Better Health (Less Sick Time)
Many studies have been done about the effects of stress on the human body, specifically on the immune system. The more stress that you have in your life, the more likely it is that you will develop maladies that can affect your overall health. By taking a vacation, you can leave the stress behind, allowing your immune system to get back to normal. This way, you can not only feel better mentally and emotionally by taking a vacation, but also improve your physical health.
Embrace New Things
That different environment that you escape to on vacation actually helps you embrace new things when you return. Many leaders have an aversion to new things, they are unknown variables, and many organizations thrive on predictability. Having a pleasant experience in a different or new environment can break through much of this resistance.

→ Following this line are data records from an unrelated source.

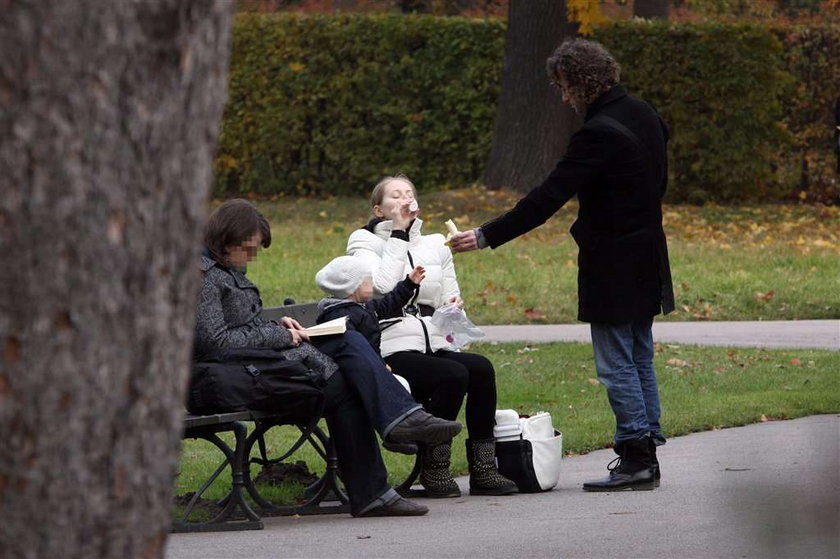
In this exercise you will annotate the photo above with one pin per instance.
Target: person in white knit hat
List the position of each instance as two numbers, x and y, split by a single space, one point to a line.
349 283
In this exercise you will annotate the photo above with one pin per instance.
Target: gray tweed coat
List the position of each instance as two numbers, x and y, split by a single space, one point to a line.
229 317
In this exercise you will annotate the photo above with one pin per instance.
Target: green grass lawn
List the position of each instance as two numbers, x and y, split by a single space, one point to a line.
746 263
701 388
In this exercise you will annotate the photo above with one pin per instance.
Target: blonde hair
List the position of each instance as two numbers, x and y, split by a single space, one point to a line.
379 190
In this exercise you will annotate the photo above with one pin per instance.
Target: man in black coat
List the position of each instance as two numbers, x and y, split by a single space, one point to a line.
616 164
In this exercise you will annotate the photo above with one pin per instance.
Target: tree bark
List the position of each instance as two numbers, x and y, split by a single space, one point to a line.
651 9
109 113
533 126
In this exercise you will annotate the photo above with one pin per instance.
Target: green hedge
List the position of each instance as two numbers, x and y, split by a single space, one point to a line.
328 104
720 89
331 103
812 55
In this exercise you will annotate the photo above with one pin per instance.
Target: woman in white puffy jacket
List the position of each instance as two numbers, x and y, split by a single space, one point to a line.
415 349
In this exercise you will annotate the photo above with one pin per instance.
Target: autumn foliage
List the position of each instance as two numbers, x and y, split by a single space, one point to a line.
327 104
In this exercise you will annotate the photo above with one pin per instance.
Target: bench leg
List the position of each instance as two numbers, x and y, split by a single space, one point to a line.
316 493
235 500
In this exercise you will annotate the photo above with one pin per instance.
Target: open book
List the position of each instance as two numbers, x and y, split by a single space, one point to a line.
336 326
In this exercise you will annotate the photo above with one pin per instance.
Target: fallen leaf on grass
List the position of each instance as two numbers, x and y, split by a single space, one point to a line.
765 297
534 314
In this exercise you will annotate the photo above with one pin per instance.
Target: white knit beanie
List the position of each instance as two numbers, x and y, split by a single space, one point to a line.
342 276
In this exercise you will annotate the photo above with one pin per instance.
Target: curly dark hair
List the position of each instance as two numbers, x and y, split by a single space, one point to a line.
231 224
588 68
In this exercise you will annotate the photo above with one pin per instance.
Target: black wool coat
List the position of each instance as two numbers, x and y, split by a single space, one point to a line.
617 166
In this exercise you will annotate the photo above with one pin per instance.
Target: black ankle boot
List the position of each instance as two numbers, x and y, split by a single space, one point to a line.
485 478
422 427
655 463
633 471
435 476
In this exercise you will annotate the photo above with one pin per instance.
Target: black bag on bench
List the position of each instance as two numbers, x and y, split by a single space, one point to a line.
255 379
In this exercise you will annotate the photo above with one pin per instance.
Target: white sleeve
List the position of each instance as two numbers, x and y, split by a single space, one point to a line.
449 286
387 259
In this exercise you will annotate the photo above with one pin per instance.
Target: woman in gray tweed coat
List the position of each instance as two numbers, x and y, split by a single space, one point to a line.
360 394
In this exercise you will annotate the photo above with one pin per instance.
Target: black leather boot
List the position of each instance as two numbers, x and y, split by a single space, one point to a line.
485 478
435 475
422 427
655 463
633 469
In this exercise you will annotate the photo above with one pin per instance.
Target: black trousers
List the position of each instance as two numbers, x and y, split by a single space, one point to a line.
440 381
356 446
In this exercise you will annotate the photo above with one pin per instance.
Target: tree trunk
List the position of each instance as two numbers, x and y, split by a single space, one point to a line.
109 113
533 126
651 9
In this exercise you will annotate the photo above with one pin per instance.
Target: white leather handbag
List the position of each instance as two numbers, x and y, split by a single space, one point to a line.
529 450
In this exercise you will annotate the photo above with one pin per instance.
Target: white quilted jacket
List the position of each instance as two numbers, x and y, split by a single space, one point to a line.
390 260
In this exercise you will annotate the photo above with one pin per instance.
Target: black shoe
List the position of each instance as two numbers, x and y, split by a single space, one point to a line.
485 478
398 507
655 462
422 427
401 448
633 469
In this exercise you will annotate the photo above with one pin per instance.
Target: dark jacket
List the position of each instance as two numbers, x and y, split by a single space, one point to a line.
617 166
229 316
364 318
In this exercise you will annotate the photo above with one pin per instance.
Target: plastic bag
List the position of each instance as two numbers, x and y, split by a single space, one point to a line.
453 322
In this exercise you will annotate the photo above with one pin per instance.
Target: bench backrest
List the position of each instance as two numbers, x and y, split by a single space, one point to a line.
305 313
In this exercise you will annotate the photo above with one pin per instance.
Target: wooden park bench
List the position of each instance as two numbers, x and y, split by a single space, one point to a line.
236 513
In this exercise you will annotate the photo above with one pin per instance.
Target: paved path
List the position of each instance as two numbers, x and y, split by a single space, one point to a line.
824 334
770 490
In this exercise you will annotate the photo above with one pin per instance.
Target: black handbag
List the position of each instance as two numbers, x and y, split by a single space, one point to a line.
255 379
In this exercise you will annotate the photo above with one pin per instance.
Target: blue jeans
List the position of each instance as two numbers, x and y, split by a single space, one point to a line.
624 361
383 398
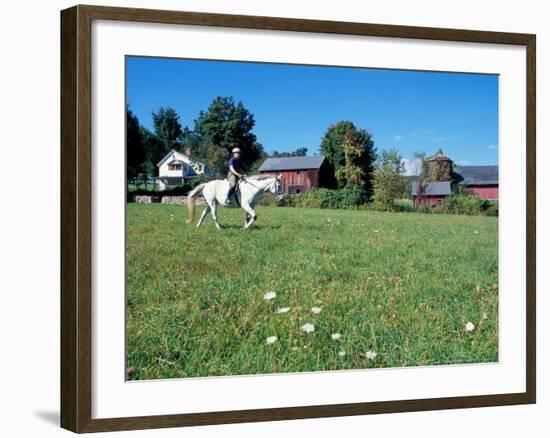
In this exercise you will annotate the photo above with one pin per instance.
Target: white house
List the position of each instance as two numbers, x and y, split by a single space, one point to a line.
176 166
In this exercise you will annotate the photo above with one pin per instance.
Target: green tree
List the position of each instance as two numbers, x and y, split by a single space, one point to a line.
226 125
360 151
135 153
153 149
351 174
167 128
389 183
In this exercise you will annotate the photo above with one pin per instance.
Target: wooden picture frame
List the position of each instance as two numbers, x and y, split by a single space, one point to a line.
76 217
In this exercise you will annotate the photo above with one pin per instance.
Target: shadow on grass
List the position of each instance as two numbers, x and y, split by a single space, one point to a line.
251 229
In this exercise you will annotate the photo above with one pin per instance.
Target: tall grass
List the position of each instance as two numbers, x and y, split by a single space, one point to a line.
401 285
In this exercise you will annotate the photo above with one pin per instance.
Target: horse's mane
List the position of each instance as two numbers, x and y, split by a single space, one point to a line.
260 177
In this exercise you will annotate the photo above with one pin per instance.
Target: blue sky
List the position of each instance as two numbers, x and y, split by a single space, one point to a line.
294 105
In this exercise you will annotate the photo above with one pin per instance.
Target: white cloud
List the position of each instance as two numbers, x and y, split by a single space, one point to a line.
411 167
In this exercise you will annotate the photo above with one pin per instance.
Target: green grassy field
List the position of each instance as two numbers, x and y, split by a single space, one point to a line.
400 289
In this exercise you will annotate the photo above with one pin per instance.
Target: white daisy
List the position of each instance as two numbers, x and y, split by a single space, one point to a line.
270 295
371 354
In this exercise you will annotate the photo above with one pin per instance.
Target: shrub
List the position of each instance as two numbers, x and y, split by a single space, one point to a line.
492 210
469 204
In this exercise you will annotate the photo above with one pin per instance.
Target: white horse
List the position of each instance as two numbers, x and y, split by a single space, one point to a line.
248 193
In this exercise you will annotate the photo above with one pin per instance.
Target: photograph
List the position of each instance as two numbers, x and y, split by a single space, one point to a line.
286 218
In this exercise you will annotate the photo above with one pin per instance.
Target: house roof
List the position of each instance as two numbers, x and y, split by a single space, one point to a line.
476 175
292 163
435 188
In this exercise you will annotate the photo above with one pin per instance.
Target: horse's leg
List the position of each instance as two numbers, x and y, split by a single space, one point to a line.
203 215
214 209
252 215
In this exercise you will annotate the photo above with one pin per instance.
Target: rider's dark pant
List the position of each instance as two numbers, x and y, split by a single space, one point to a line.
232 178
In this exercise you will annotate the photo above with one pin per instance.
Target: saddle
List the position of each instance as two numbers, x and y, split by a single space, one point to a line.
233 193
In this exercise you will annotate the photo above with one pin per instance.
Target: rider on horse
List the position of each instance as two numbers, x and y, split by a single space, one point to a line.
235 173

Practice “Rolling with the Punches”
Rarely does a vacation go off without a hitch. And given the new or different environments you may be in as outlined above, this is exercises your ability to be flexible. Like an athlete that cross-trains in a different discipline to get stronger in their primary discipline, this is a new environment to practice flexibly adjusting to a changing plan. By going through the experience on vacation you will make your work flexibility that much better.
Have you ever been away from your “daily grind” for a period of time and eventually find that you “just can’t wait to get home?” Almost all of us have at one time or another. Getting away from your regular surroundings and experiencing something new often has the effect of making us appreciate what we left behind; the routine, the familiarity, the accomplishment. It’s not that the vacation was bad, it’s just that you gain some perspective on things you take for granted.
Now of course all of these benefits are mitigated if you don’t truly create that break and are checking in on the office regularly or are receiving e-mails and texts from your boss and team when you are on vacation. But with that one caveat, there are an enormous amount of benefits to getting away on vacation, not the least of which is coming back even better at your job than when you left.